Before you begin, ensure that you have:

Realtime Compute for Apache Flink using Ververica Runtime (VVR) 8.0.10 or later
A MySQL dimension table created and accessible

Usage notes

Set execution.checkpointing.interval-during-backlog = 0 to disable checkpointing during full synchronization. Realtime Compute for Apache Flink does not support checkpointing during full synchronization.
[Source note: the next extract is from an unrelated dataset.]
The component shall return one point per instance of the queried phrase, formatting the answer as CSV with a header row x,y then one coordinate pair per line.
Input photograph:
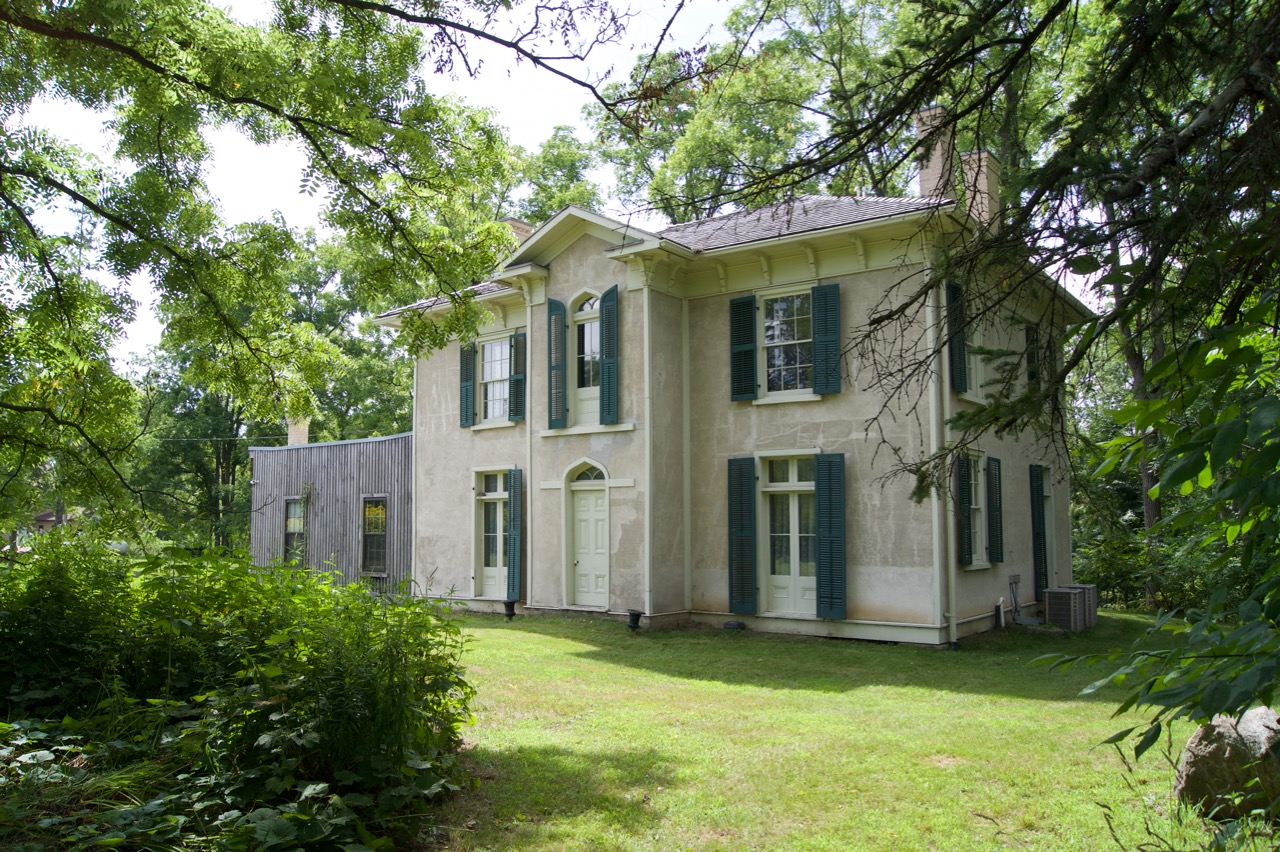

This setting does not affect checkpointing during incremental data synchronization.
Set table.optimizer.proctime-temporal-join-strategy = TEMPORAL_JOIN to enable processing-time temporal joins.

Syntax

The processing-time temporal join uses the same syntax as a standard dimension table join:

SELECT column-names
FROM table1 [AS <alias1>]
[LEFT] JOIN table2 FOR SYSTEM_TIME AS OF PROCTIME() [AS <alias2>]
ON table1.column-name1 = table2.key-name1;

The FOR SYSTEM_TIME AS OF PROCTIME() clause tells Flink to look up the dimension table at the processing time of each incoming row.

Example

This example joins a Kafka fact table with a MySQL dimension table to look up phone numbers by name.

Test data

Table 1: kafka_input

id (bigint)	name (varchar)	age (bigint)
1	Lee	22
2	Harry	20
3	Liban	28

Table 2: phoneNumber

name (varchar)	phoneNumber (bigint)
David	1390000111
Brooks	1390000222
Liban	1390000333
Lee	1390000444

Test code

-- Enable processing-time temporal joins.
SET 'table.optimizer.proctime-temporal-join-strategy' = 'TEMPORAL_JOIN';
-- Disable checkpointing during full synchronization.
SET 'execution.checkpointing.interval-during-backlog' = '0';

-- Define the Kafka fact table.
-- proc_time is a computed column that returns the current processing time.
CREATE TEMPORARY TABLE kafka_input (
  id        BIGINT,
  name      VARCHAR,
  age       BIGINT,
  proc_time AS PROCTIME()
) WITH (
  'connector'                    = 'kafka',
  'topic'                        = '<yourTopic>',
  'properties.bootstrap.servers' = '<yourKafkaBrokers>',
  'properties.group.id'          = '<yourKafkaConsumerGroupId>',
  'format'                       = 'csv'
);

-- Define the MySQL dimension table.
CREATE TEMPORARY TABLE phoneNumber (
  name        VARCHAR,
  phoneNumber BIGINT,
  PRIMARY KEY (name) NOT ENFORCED
) WITH (
  'connector'     = 'mysql',
  'hostname'      = '<yourHostname>',
  'port'          = '3306',
  'username'      = '<yourUsername>',
  'password'      = '<yourPassword>',
  'database-name' = '<yourDatabaseName>',
  'table-name'    = '<yourTableName>'
);

-- Define the output table (blackhole discards results; replace with your target sink).
CREATE TEMPORARY TABLE result_infor (
  id          BIGINT,
  phoneNumber BIGINT,
  name        VARCHAR
) WITH (
  'connector' = 'blackhole'
);

-- Join the Kafka stream with the MySQL dimension table at processing time.
INSERT INTO result_infor
SELECT
  t.id,
  w.phoneNumber,
  t.name
FROM kafka_input AS t
JOIN phoneNumber FOR SYSTEM_TIME AS OF t.proc_time AS w
ON t.name = w.name;

Replace the following placeholders with actual values:

Placeholder	Description
`<yourTopic>`	Kafka topic name
`<yourKafkaBrokers>`	Kafka bootstrap server addresses
`<yourKafkaConsumerGroupId>`	Kafka consumer group ID
`<yourHostname>`	MySQL server hostname or IP address
`<yourUsername>`	MySQL username
`<yourPassword>`	MySQL password
`<yourDatabaseName>`	MySQL database name
`<yourTableName>`	MySQL table name

Test results

id (bigint)	phoneNumber (bigint)	name (varchar)
1	1390000444	Lee
3	1390000333	Liban

The row with id = 2 (Harry) has no matching entry in the phoneNumber dimension table, so it is excluded from the results. Use LEFT JOIN instead of JOIN to include unmatched rows with a null phone number.